Consider that when our maternal grandmothers were pregnant with our mothers, we each existed as the potential for life. We were present as an egg in the already developed fetal womb of our mothers inside of the pregnant womb of our grandmothers. This physical union and complete symbiosis extends within our wombs through the placenta joining mother and baby. The placenta is often called the Tree of Life because its veins, its roots, look so much like a tree. We’ve long known that during pregnancy a mother supplies all of her baby’s nutrients through the placenta with the constant flow of her bloodstream. Now it’s known that DNA is actually flowing two ways through the placenta from mother to baby and from baby to mother. If a mother takes a simple blood test as early as from the 8th week of pregnancy, her baby’s fetal cells can be detected in her bloodstream giving information on health, sex and development. A mother’s brain cells are permanently altered by the presence of fetal DNA which improves her neural health lowering rates of Alzheimer’s and other diseases. It is the same DNA from mother to baby that carries genetic memories and the same DNA from baby to mother that improves maternal neural health, and between the two lies our literal and figurative regeneration.
It is with this understanding that we can expand our awareness and release family patterns that no longer serve us and consciously continue to embrace those that support our wellbeing. No woman reaches adulthood without having absorbed the messages from her family about what is to be valued. Some of these messages were explicitly stated, others were sensed and others carried through our DNA. We may have resonated with many of the messages or rejected them outright.
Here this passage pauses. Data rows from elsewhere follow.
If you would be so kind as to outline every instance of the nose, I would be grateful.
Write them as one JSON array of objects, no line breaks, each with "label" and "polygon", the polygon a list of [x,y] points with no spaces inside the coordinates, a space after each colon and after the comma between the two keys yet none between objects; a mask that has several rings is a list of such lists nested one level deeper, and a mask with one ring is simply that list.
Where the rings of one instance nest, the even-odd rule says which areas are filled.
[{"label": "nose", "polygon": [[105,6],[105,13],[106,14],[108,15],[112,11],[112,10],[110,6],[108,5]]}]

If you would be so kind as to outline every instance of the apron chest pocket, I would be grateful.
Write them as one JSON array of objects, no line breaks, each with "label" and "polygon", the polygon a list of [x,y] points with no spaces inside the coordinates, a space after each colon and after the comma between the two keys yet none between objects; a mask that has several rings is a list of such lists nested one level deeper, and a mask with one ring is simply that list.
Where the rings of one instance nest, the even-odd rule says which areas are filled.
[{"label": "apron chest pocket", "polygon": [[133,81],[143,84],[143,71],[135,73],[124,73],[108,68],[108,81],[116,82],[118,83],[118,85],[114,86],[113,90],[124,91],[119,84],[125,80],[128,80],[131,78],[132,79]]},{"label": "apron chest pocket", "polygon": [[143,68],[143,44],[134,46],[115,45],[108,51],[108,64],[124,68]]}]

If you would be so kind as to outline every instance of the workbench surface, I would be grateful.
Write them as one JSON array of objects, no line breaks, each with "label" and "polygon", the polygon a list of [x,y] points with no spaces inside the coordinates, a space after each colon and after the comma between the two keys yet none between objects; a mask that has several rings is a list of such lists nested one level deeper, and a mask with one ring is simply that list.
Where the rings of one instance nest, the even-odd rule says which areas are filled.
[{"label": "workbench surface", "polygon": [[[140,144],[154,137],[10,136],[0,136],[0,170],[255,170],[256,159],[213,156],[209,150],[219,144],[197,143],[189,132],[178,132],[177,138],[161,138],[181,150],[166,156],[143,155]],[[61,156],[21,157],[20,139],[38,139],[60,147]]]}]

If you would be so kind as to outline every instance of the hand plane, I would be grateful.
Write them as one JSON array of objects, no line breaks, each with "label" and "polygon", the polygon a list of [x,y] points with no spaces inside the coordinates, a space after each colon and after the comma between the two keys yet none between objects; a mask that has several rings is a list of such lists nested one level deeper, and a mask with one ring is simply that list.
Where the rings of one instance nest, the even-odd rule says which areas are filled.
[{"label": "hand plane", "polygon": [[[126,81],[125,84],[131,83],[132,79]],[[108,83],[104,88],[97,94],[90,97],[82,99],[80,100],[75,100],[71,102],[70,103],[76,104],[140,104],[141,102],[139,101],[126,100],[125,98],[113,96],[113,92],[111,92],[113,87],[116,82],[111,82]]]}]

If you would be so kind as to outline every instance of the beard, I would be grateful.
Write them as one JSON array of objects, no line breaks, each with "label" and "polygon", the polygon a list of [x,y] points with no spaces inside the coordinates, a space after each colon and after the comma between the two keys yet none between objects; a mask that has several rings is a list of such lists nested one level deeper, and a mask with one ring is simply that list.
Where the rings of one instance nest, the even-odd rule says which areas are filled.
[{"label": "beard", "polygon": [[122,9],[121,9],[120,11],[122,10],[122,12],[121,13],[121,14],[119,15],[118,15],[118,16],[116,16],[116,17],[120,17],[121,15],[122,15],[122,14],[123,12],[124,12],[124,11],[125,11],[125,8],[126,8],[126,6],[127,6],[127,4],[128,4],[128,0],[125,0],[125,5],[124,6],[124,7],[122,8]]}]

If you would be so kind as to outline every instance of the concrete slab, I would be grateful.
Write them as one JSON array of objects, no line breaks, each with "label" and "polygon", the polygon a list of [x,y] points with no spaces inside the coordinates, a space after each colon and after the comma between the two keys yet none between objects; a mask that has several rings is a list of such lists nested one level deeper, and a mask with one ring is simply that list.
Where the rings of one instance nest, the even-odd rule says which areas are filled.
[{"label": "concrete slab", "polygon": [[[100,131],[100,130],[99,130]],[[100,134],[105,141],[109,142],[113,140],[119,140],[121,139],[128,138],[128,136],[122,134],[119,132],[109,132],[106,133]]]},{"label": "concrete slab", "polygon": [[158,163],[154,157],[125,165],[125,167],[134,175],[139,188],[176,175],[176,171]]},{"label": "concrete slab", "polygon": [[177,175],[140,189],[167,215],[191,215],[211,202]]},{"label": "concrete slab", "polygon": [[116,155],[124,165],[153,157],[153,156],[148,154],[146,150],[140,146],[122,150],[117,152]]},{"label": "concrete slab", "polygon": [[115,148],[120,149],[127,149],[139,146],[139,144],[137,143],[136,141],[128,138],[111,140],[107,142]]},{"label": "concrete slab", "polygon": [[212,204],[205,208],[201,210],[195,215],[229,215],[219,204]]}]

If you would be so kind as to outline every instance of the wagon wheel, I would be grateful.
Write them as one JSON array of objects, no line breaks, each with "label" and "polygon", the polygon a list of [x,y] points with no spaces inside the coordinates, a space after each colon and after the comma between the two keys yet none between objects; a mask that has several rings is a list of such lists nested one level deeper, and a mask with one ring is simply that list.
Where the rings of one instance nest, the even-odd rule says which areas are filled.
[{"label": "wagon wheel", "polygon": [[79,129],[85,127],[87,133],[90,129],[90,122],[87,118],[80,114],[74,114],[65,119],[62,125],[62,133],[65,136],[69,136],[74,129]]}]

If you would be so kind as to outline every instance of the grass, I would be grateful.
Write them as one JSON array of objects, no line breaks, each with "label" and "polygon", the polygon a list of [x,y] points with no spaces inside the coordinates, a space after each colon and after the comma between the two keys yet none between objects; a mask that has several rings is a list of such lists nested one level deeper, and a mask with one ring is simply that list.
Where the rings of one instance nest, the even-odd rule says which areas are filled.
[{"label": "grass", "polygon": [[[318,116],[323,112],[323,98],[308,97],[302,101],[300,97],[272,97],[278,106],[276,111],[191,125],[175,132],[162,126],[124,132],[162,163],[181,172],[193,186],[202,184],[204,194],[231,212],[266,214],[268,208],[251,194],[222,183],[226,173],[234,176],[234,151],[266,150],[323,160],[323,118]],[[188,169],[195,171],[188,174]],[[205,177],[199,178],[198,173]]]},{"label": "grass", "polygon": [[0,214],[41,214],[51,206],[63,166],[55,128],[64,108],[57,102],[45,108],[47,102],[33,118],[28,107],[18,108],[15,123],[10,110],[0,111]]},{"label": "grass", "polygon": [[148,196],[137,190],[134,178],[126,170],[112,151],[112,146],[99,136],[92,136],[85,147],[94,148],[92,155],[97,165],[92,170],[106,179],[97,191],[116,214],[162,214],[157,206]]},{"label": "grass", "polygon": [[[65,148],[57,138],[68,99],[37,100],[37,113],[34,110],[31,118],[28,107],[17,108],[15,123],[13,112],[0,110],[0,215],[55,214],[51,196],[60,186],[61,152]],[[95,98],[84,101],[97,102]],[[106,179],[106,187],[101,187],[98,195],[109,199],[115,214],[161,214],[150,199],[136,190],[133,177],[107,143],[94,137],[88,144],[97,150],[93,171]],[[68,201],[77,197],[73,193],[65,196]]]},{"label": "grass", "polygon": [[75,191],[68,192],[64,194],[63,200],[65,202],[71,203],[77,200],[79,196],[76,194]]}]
Part of becoming aligned with our truth is the ability to face external messages and collective beliefs and choose for ourselves what we agree with and what doesn’t represent us. Birth stories are one potent portal to access these generational messages because they perfectly hold what matters most to birthing women. How she was treated in contrast to how she wanted to be treated. What she hoped to have happen and what evolved. Whether she viewed birth as sacred, primal, dangerous or natural and what she thinks now after giving birth.
Are you more curious about how your mother or maternal grandmother birthed? That answer will be different for each of us. Every answer reveals who we are today in relation to our family. But whether these questions evoke sadness or comfort they provide insight into the generational patterns that make up our family constellation. What life events were hidden and kept secret, what was celebrated and held up to emulate. It is through awareness of these patterns, that we can reclaim our voice by telling our own preferred stories about who we are and what our legacy will be.